1PCAF works on the ground to strengthen mental health systems and advocate for improving services in developing countries where there are severely limited resources for mental health. PCAF’s approach is to establish clinics and outreaches in public-private partnership with government; train locally available caregivers to deliver evidence-based interventions in the local context; supervise and provide continuing education to staff; integrate a rigorous measurement and evaluation system; and prioritize mental health services through public awareness and annual conferences to establish a network of global mental health professionals able to advise policymakers.

In addition to PCAF’s clinic-based work, its robust community outreach program in northern Uganda includes regular twice-monthly outreaches at eleven sites at low-level government community health centers; regular social worker community visits; specialized group therapy for women and girls, former child soldiers, the elderly and people living with HIV/AIDS; and uses community mobilizers and community health workers to help with psychoeducation, screening and referrals. The mobilizers also help PCAF social workers with patient follow-up.

The PCAF Uganda clinics and their outreaches serve those most in need, who have least access to mental health care. The staff treated nearly 7,000 patients in the first three quarters of 2014. More than 70 percent of PCAF patients are women and children.

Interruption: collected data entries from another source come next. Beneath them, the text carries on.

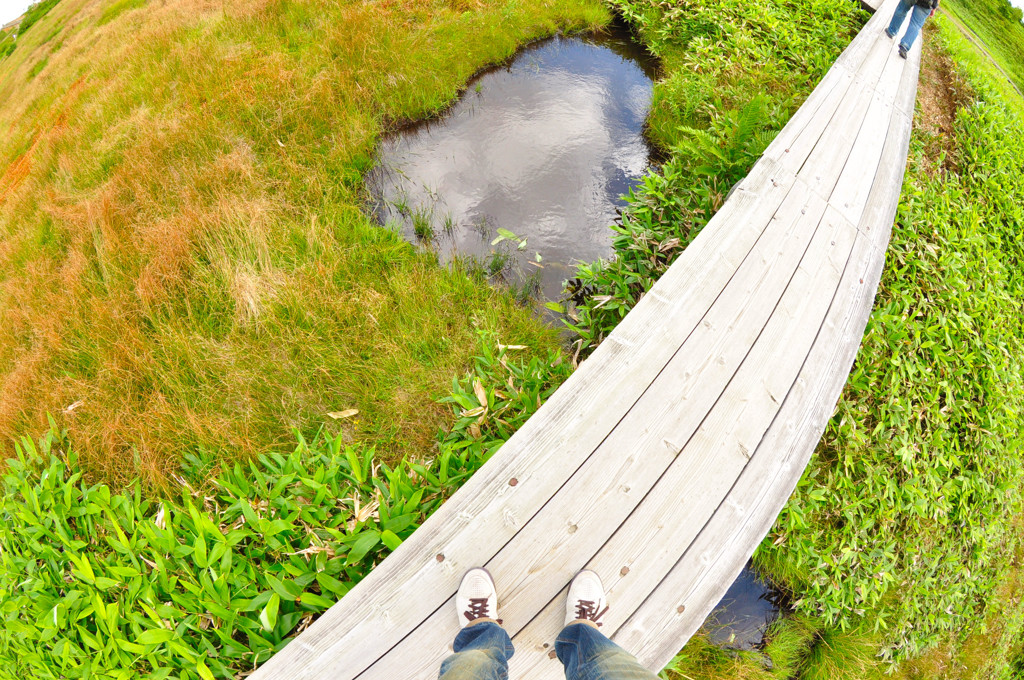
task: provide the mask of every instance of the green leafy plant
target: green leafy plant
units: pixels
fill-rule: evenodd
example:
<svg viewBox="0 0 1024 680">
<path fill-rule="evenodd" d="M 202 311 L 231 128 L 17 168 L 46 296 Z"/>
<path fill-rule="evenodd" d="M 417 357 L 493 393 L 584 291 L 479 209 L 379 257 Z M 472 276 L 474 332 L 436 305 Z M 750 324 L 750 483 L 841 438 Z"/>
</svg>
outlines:
<svg viewBox="0 0 1024 680">
<path fill-rule="evenodd" d="M 18 35 L 24 35 L 28 29 L 32 28 L 37 21 L 46 16 L 51 9 L 57 6 L 60 0 L 40 0 L 39 2 L 30 5 L 25 10 L 25 16 L 21 20 L 21 24 L 18 25 Z"/>
<path fill-rule="evenodd" d="M 300 440 L 153 501 L 86 482 L 56 430 L 25 440 L 0 482 L 0 663 L 39 678 L 234 677 L 437 506 L 455 477 L 425 472 L 340 437 Z"/>
<path fill-rule="evenodd" d="M 712 115 L 708 129 L 680 127 L 685 137 L 672 151 L 692 175 L 707 178 L 716 187 L 732 186 L 775 138 L 775 130 L 766 129 L 770 126 L 768 100 L 759 94 L 741 109 Z"/>
</svg>

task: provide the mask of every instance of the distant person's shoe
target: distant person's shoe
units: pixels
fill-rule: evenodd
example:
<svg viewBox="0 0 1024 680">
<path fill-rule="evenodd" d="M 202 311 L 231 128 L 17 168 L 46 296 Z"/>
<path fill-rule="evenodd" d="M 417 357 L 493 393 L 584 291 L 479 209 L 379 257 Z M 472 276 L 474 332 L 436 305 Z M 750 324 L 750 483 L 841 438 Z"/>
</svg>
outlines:
<svg viewBox="0 0 1024 680">
<path fill-rule="evenodd" d="M 903 45 L 900 45 L 900 57 L 902 57 L 903 59 L 907 58 L 907 48 L 904 47 Z"/>
<path fill-rule="evenodd" d="M 601 577 L 585 569 L 576 574 L 569 584 L 569 598 L 565 603 L 565 625 L 577 621 L 590 621 L 601 625 L 599 619 L 608 611 Z"/>
<path fill-rule="evenodd" d="M 498 619 L 498 591 L 486 569 L 476 567 L 465 573 L 459 584 L 459 592 L 455 593 L 455 609 L 459 615 L 460 628 L 485 618 L 501 623 Z"/>
<path fill-rule="evenodd" d="M 888 38 L 889 40 L 892 40 L 893 38 L 896 37 L 896 34 L 895 33 L 890 33 L 889 29 L 887 28 L 887 29 L 885 29 L 885 37 Z"/>
</svg>

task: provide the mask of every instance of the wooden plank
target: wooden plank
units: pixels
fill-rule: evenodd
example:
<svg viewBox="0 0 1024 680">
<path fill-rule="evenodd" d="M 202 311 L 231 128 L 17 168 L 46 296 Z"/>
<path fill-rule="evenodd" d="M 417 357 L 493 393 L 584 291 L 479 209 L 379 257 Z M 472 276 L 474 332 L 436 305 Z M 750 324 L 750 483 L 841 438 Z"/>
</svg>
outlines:
<svg viewBox="0 0 1024 680">
<path fill-rule="evenodd" d="M 721 503 L 745 502 L 729 490 L 747 464 L 747 452 L 755 449 L 796 379 L 856 237 L 853 225 L 835 211 L 818 224 L 819 220 L 809 221 L 808 226 L 817 229 L 800 266 L 711 415 L 654 492 L 587 563 L 601 575 L 614 605 L 604 619 L 609 632 L 646 600 Z M 768 365 L 771 371 L 765 371 Z M 728 583 L 718 587 L 724 594 Z M 547 656 L 535 650 L 560 629 L 563 598 L 561 593 L 514 638 L 523 650 L 513 662 L 516 677 L 539 677 L 533 669 L 549 665 Z M 675 609 L 680 604 L 673 597 L 660 600 L 658 607 Z"/>
<path fill-rule="evenodd" d="M 829 68 L 821 82 L 807 98 L 804 104 L 793 114 L 786 126 L 776 135 L 775 139 L 765 150 L 764 155 L 775 160 L 781 160 L 785 150 L 793 146 L 799 136 L 807 136 L 805 130 L 815 125 L 816 133 L 811 133 L 811 146 L 817 142 L 821 135 L 821 129 L 831 119 L 839 102 L 845 97 L 847 90 L 854 78 L 854 74 L 864 70 L 864 62 L 869 53 L 876 49 L 882 40 L 888 40 L 884 35 L 879 34 L 884 24 L 879 25 L 878 21 L 868 24 L 857 34 L 850 45 L 843 51 L 835 63 Z M 877 29 L 877 30 L 876 30 Z M 869 66 L 870 68 L 870 66 Z M 808 149 L 809 152 L 809 149 Z M 806 158 L 796 150 L 790 151 L 799 158 L 796 165 Z"/>
<path fill-rule="evenodd" d="M 486 561 L 502 592 L 502 618 L 522 629 L 606 543 L 701 425 L 762 333 L 825 210 L 805 191 L 791 192 L 762 238 L 693 333 L 637 405 L 533 521 Z M 810 222 L 808 224 L 808 222 Z M 780 248 L 786 243 L 787 248 Z M 685 401 L 688 408 L 680 408 Z M 678 442 L 675 443 L 675 442 Z M 415 650 L 444 651 L 454 617 L 442 608 L 362 678 L 396 673 L 426 677 L 440 660 Z M 440 633 L 438 631 L 441 631 Z"/>
<path fill-rule="evenodd" d="M 867 53 L 873 49 L 878 34 L 883 33 L 889 25 L 889 19 L 895 11 L 900 0 L 884 0 L 881 12 L 870 17 L 850 44 L 843 50 L 835 61 L 835 65 L 848 69 L 854 73 L 861 70 Z M 888 38 L 886 38 L 888 39 Z"/>
<path fill-rule="evenodd" d="M 782 132 L 772 140 L 762 157 L 771 158 L 780 164 L 784 163 L 784 167 L 796 173 L 807 160 L 811 149 L 832 120 L 836 109 L 846 98 L 852 84 L 853 74 L 840 70 L 830 83 L 819 85 L 815 92 L 821 91 L 822 98 L 814 102 L 814 108 L 809 109 L 806 115 L 801 116 L 799 112 L 795 114 Z"/>
<path fill-rule="evenodd" d="M 740 508 L 723 504 L 644 605 L 614 632 L 613 639 L 648 668 L 662 668 L 701 626 L 723 594 L 719 584 L 732 582 L 795 488 L 846 382 L 882 265 L 870 238 L 858 236 L 807 361 L 733 489 L 748 502 Z M 671 606 L 675 602 L 682 611 Z"/>
<path fill-rule="evenodd" d="M 775 139 L 761 154 L 762 158 L 767 157 L 780 161 L 784 154 L 790 153 L 789 147 L 793 141 L 804 134 L 809 126 L 817 123 L 823 128 L 846 95 L 852 82 L 853 73 L 848 69 L 840 66 L 833 66 L 829 69 L 829 72 L 814 88 L 803 105 L 792 115 L 779 134 L 775 135 Z M 818 136 L 820 134 L 819 131 Z M 803 159 L 801 159 L 801 163 L 802 161 Z"/>
<path fill-rule="evenodd" d="M 904 71 L 901 88 L 908 83 L 916 88 L 917 64 L 911 55 L 914 77 L 909 80 Z M 899 191 L 894 192 L 892 187 L 898 188 L 902 182 L 909 140 L 909 120 L 897 111 L 892 117 L 879 171 L 858 225 L 864 236 L 854 247 L 840 294 L 833 302 L 801 377 L 733 491 L 740 497 L 756 499 L 749 519 L 741 523 L 743 518 L 723 505 L 672 574 L 614 636 L 619 644 L 636 650 L 649 668 L 667 664 L 678 651 L 678 641 L 688 639 L 717 604 L 721 592 L 702 589 L 700 584 L 731 583 L 735 579 L 746 556 L 770 529 L 796 486 L 834 410 L 859 349 L 881 277 L 889 238 L 887 225 L 892 224 L 899 201 Z M 735 533 L 737 526 L 741 526 L 739 534 Z M 734 548 L 732 559 L 710 564 L 695 559 L 696 555 L 720 550 L 714 547 L 718 536 L 734 537 L 745 547 Z M 681 592 L 688 593 L 682 612 L 661 605 L 663 601 L 671 602 L 671 597 L 678 598 Z"/>
<path fill-rule="evenodd" d="M 871 237 L 881 251 L 884 251 L 889 243 L 893 220 L 899 206 L 899 187 L 903 185 L 910 134 L 910 120 L 897 111 L 889 125 L 879 170 L 857 225 L 860 231 Z M 897 190 L 893 191 L 893 187 L 897 187 Z"/>
<path fill-rule="evenodd" d="M 829 196 L 829 203 L 836 206 L 853 224 L 860 221 L 868 193 L 878 172 L 882 147 L 885 145 L 889 123 L 894 113 L 896 87 L 903 76 L 906 63 L 899 57 L 889 59 L 886 63 L 885 72 L 864 116 L 853 150 Z M 900 187 L 892 187 L 892 190 L 898 194 Z"/>
<path fill-rule="evenodd" d="M 914 117 L 914 104 L 917 102 L 917 80 L 921 69 L 921 49 L 924 40 L 918 40 L 907 54 L 907 68 L 903 70 L 903 79 L 896 92 L 895 108 L 908 118 Z"/>
<path fill-rule="evenodd" d="M 879 43 L 878 47 L 886 46 Z M 807 181 L 811 190 L 822 196 L 832 194 L 846 166 L 864 117 L 874 100 L 875 85 L 881 78 L 889 56 L 887 49 L 876 49 L 872 52 L 868 59 L 872 62 L 871 71 L 854 79 L 850 94 L 840 105 L 825 133 L 800 169 L 800 177 Z"/>
<path fill-rule="evenodd" d="M 860 70 L 860 64 L 865 51 L 871 49 L 870 45 L 880 33 L 883 33 L 892 13 L 896 10 L 899 0 L 885 0 L 882 7 L 876 12 L 867 23 L 864 24 L 857 36 L 850 42 L 850 45 L 843 50 L 843 53 L 836 59 L 836 63 L 849 68 L 851 71 Z M 885 37 L 883 35 L 883 37 Z M 885 38 L 888 40 L 888 38 Z"/>
</svg>

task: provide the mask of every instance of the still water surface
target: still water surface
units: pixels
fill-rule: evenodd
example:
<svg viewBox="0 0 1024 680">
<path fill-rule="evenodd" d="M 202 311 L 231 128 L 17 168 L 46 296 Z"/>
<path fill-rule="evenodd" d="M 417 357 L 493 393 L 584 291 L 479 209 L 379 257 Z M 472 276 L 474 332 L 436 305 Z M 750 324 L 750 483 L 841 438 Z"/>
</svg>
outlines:
<svg viewBox="0 0 1024 680">
<path fill-rule="evenodd" d="M 704 624 L 711 642 L 728 649 L 759 648 L 768 626 L 779 617 L 783 597 L 748 561 Z"/>
<path fill-rule="evenodd" d="M 572 263 L 611 254 L 621 196 L 650 164 L 654 69 L 624 29 L 524 48 L 440 119 L 381 143 L 374 214 L 442 262 L 471 256 L 558 300 Z"/>
</svg>

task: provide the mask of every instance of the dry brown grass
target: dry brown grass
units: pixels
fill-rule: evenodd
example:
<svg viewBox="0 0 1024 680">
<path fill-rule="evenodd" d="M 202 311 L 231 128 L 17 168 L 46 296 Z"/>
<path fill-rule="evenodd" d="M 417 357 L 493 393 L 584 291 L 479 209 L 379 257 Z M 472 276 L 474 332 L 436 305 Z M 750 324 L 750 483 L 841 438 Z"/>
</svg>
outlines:
<svg viewBox="0 0 1024 680">
<path fill-rule="evenodd" d="M 62 0 L 0 62 L 2 446 L 52 414 L 91 470 L 154 484 L 291 428 L 429 455 L 477 327 L 557 340 L 370 225 L 361 178 L 479 66 L 607 18 L 520 5 Z"/>
<path fill-rule="evenodd" d="M 956 172 L 953 123 L 957 111 L 974 100 L 974 92 L 959 75 L 937 37 L 935 26 L 926 24 L 914 125 L 925 140 L 927 166 L 935 171 L 942 168 Z"/>
</svg>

The main vulnerabilities include living in an internally displaced persons’ (IDP) camp or former displacement, losing a family member to violence and experiencing physical trauma. The majority of patients have symptoms of depression (68 percent) and/or posttraumatic stress disorder (54 percent). More than 41 percent of patients were formerly abducted. Women are significantly more likely to report experiences of domestic violence and sexual and other forms of gender-based violence, while men are more likely to have been abducted and forced to torture or kill as war combatants.

Where They Work

ug_large_locator ug-mapAbout the size of Oregon, Uganda is a landlocked, mountain-lined fertile plateau in Central Eastern Africa with many lakes and rivers. It is bordered by the Democratic Republic of the Congo, Kenya, Rwanda, South Sudan and Tanzania.

Overall Uganda’s climate is tropical, generally rainy with two dry seasons (December – February, June – August); although it is semiarid in the northeast. With nearly three-quarters of the land farmed, products are mostly agricultural, including coffee, tea, cotton, tobacco, cassava, potatoes, corn, millet, cut flowers, beef, goat meat, milk and poultry. Uganda’s natural resources include copper, cobalt, and hydropower, limestone, salt and gold.

Britain’s colonial boundaries grouped together a wide range of ethnic groups with different political systems and cultures. These differences prevented the establishment of a working political community after independence was achieved in 1962. The dictatorial regime of Idi Amin (1971-79) was responsible for the deaths of some 300,000 opponents. Guerrilla war and human rights abuses under Milton Obote (1980-85) claimed at least another 100,000 lives. The rule of Yoweri Museveni since 1986 has brought relative stability and economic growth to Uganda. A constitutional referendum in 2005 cancelled a 19-year ban on multi-party politics and lifted term limits.

The 35 million Ugandans are divided among a dozen major ethnic groups. In addition to genocide, their numbers have been depleted by AIDS. Most Ugandans are Roman Catholic or Protestant (42 percent each) or Muslim (12.1 percent).

English is the official national language and is taught in grade schools, used in courts of law and preferred by most newspapers and some radio broadcasts.